I can feel my cheeks getting hot. “Do you have any alcohol? I think that would help.”
And he does laugh then, along with the rest of the class, and says, “It does not help. Believe me, I’ve tried it.” Yes, he’s Russian.
At some point, I back up and sneak a peek at my sister’s page. We’re side by side, doing this together, and the moral support has been critical—in fact, I wouldn’t be taking the class if she hadn’t asked me to join her. But we’ve also always competed a little in our art, and she narrows green eyes at me. “No magic happening here. You needn’t worry.”
“Misery loves company.” I’m relieved she’s not better than me at the moment, and annoyed that I still find that competitiveness within myself. Ugh! There’s so much pettiness in me, and this class is constantly exposing it.
I drive home via the predictable but boring highway that’s probably the easiest route after all, realizing that I feel better than last time. I’ve accepted my ineptitude. It still smarts, but laughing about it helps. And I’ve decided to keep blogging about this experience to keep the lessons from the Cheryl Strayed writing conference alive.
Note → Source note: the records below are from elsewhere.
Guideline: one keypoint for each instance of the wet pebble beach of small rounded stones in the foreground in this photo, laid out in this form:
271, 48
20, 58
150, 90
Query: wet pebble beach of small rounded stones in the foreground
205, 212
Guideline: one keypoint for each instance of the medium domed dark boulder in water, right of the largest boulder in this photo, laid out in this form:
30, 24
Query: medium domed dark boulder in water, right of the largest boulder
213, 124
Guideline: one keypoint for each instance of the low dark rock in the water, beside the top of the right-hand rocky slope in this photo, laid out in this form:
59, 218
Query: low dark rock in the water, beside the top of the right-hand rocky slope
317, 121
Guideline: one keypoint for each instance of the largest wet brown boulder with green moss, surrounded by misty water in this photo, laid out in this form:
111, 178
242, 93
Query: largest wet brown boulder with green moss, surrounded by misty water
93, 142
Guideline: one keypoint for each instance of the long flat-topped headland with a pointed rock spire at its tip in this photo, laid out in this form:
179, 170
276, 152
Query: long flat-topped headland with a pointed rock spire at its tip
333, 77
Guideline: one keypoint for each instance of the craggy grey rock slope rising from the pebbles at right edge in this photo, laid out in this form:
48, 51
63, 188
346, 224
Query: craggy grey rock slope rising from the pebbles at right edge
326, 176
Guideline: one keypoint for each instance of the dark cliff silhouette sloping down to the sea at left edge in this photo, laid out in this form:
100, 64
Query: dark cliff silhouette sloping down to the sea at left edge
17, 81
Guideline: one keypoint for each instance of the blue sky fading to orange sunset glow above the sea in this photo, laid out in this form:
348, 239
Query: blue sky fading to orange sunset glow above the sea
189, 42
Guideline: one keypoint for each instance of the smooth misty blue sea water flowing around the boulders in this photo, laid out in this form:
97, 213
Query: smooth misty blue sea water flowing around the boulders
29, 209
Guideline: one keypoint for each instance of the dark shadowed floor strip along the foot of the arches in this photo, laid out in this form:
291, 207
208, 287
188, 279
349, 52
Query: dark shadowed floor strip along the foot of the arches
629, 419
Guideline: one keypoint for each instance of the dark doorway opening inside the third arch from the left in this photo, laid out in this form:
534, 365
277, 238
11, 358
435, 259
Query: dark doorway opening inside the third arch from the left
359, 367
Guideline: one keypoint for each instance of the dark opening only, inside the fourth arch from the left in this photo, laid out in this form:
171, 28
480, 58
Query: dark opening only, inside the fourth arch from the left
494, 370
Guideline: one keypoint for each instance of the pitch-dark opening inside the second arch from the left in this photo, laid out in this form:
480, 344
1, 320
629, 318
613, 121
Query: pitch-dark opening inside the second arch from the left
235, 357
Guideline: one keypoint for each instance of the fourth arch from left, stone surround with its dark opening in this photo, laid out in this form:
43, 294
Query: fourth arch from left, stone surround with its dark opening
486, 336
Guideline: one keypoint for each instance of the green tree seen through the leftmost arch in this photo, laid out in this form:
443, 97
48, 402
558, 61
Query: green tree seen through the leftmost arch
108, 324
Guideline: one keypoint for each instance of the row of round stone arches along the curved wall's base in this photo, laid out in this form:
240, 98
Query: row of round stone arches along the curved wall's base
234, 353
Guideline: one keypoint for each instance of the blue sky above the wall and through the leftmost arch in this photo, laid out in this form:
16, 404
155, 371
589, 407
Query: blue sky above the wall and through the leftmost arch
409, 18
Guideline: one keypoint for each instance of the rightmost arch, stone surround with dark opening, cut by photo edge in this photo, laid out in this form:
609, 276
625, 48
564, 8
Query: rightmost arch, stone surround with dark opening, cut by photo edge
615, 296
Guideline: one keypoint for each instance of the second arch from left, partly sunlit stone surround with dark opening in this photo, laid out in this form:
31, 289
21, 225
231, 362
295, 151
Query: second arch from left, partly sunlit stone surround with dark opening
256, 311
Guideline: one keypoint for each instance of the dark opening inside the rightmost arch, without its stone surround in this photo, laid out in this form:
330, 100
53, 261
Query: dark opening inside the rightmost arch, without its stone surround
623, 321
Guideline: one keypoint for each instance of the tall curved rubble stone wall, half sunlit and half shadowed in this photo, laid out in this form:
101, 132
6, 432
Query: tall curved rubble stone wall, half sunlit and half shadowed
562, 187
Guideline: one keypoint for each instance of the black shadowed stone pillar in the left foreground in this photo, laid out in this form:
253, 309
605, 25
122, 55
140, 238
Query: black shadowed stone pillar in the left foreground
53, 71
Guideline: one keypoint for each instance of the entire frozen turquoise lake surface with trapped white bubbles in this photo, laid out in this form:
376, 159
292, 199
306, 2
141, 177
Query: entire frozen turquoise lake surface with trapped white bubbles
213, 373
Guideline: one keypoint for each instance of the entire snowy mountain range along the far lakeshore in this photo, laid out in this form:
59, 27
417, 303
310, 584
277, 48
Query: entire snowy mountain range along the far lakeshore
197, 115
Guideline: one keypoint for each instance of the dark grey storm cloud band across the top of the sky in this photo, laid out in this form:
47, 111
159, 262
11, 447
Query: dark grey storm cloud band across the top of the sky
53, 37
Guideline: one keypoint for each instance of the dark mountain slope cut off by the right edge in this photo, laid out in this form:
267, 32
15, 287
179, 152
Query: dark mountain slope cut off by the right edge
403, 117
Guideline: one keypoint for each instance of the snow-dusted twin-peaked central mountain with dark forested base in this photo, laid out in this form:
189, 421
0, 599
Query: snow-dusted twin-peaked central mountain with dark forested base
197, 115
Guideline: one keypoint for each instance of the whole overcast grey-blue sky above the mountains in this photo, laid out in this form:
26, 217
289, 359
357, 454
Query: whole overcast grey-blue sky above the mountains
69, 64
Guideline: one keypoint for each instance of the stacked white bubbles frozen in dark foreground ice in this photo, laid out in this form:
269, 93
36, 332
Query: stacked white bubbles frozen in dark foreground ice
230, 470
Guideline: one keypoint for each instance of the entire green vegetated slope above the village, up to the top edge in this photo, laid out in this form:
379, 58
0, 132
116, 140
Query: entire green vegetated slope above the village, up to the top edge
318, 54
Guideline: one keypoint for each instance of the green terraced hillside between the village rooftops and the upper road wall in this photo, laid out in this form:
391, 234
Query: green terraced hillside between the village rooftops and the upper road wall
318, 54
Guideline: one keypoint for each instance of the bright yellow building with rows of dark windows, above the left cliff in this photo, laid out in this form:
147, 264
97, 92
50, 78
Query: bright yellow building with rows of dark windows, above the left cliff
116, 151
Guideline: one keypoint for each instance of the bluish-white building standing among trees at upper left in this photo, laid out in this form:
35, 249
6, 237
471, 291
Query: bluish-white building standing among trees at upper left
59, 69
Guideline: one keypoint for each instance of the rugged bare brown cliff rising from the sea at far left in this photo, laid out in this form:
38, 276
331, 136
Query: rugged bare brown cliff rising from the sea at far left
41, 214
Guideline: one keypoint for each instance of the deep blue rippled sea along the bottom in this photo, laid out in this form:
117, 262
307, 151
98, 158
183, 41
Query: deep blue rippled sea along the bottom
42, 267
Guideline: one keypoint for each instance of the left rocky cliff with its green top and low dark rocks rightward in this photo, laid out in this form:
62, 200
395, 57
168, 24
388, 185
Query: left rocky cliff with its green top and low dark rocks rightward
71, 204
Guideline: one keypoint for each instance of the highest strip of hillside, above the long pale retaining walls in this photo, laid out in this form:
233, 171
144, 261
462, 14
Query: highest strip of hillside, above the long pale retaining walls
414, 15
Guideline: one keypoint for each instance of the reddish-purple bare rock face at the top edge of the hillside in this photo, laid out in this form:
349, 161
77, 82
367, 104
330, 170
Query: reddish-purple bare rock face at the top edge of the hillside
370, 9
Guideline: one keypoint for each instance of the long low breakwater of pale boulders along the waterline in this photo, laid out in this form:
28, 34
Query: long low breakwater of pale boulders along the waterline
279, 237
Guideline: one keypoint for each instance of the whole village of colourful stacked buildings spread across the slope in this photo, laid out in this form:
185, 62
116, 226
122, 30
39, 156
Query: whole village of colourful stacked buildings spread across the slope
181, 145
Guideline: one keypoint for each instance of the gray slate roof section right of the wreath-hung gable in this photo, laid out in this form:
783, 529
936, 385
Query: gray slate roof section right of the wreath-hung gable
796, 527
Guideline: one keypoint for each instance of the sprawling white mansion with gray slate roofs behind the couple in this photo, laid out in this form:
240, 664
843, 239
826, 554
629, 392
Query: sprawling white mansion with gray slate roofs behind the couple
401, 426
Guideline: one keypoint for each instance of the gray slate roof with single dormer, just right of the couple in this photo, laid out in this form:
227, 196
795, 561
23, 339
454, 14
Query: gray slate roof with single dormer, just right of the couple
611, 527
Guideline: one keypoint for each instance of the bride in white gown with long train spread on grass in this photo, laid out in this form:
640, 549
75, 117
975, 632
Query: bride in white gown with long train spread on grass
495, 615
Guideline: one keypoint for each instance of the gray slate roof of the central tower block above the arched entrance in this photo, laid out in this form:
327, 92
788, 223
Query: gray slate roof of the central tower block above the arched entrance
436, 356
I’m going to try to be as naked and brave as our model, exploring and sharing what I find out about myself through the challenge of this art.
Fuzzy white silence finally accompanies my contemplation of the moving butterfly sails of windsurfers and kiteboarders soaring the waves at Hookipa as I drive past the famous ocean break, and join the backup of tourists on the road into Paia. I feel drained and yet full again as I turn up the highway toward my home nestled on the vast purple flank of Haleakala.